Charles “Chuck” Blixt liked to uncover the story behind a house.
Blixt was a pioneer in the home inspection industry and helped start the National Association of Home Inspectors, the Minnesota Society of Housing Inspectors and Inspecta-Homes, one of the oldest and largest home inspection companies in the Midwest.
Blixt died Nov. 20 at 87.
“I think his gift was he had the ability to explain complicated issues to people in terms that they would understand,” said his son Jeff Blixt, president and owner of Inspecta. “He was not an alarmist, but he gave people the information that was most important to them.”
Blixt, born in 1929 in Minneapolis, attended Southwest High School, where he played football. He graduated in 1948, and soon after married his wife, Nancy. Blixt served in the U.S. Navy for two years in Washington, D.C., including time in the ceremonial guard, before moving back to the Midwest. He worked for the National Gypsum Company in Iowa selling construction products before he opened a carpet store in south Minneapolis.

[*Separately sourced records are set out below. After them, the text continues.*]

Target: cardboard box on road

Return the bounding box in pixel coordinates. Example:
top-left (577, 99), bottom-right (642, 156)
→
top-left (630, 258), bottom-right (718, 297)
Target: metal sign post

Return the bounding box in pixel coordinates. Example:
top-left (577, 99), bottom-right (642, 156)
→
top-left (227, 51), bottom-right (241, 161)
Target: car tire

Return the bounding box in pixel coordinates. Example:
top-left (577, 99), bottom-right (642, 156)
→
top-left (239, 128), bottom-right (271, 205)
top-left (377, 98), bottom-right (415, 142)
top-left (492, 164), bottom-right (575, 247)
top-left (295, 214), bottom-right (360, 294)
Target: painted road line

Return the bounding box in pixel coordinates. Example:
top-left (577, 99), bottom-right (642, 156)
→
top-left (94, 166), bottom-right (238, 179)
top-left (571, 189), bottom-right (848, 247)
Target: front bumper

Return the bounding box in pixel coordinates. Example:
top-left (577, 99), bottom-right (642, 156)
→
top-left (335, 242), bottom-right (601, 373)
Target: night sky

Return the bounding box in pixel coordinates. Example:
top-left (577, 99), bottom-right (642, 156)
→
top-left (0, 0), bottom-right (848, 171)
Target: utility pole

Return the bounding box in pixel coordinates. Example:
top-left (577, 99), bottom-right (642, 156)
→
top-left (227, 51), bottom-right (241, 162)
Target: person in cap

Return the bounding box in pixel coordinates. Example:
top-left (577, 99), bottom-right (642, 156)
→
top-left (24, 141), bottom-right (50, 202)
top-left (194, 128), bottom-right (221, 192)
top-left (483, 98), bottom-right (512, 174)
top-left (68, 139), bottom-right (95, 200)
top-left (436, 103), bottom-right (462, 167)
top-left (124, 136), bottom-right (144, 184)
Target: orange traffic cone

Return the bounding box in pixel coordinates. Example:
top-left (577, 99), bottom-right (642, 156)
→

In the mid-1970s, Blixt began his career path in home inspection. He became one of the first inspectors to be licensed by the city of Minneapolis as a Truth-in-Sale-of-Housing evaluator. In Minneapolis, Truth-in-Housing evaluations are now needed almost anytime a home is to be sold to identify required repairs. At the time, the idea of a home inspection was a fairly new concept.
“There was nothing,” Jeff Blixt said. “You had your uncle come and look at [your home] and hope it was OK. There was no such thing as a home inspection.”
He said his father enjoyed investigating homes and discovering the causes for conditions he found, and he felt that inspections were an important asset to both buyers and sellers. Once he was inspecting a home for a landlord who had a particularly unpleasant tenant. He ended up discovering a bunch of marijuana plants hanging from the ceiling in the attic.
In 1978, Blixt co-founded and became the first president of the Minnesota Society of Housing Inspectors. At the time, there weren’t any uniform standards for how to perform inspections. Blixt and other inspectors decided to become members of the American Society of Home Inspectors (ASHI), which had outlined some guidelines. He would later go on to serve in various positions as a member of the Great Lakes chapter of ASHI and eventually co-founded the five-state Heartland chapter of ASHI, serving as its first president.
In 1981, Blixt co-founded Inspecta-Homes, the first private residential building inspection service in Minnesota, northern Iowa and northwestern Wisconsin.
Years later, Blixt helped start and became president of the National Association of Home Inspectors Inc., a risk retention group for home inspectors through which they could buy errors and omissions insurance.
“His strength was seeing the need and being able to do the legwork to be able to keep an organization going so that our voice could be heard,” said Roger Hankey, Blixt’s friend and former business partner, who often made presentations with him to real estate companies and government agencies. “We knew that it was important to try to maintain standards and try to present information in a neutral unbiased way and to try to have some uniformity so that people could understand that this was an established profession.”
Blixt was always very cheerful and when he was asked how his day was going he normally replied with a smile and said, “Better than nothing at all,” his wife, Nancy said. During his free time, Blixt liked to ski.
Blixt is survived by his wife and their sons, Charlie (Elaine), Jeff (Bev) and Matt (Joy). Services will be held in the spring.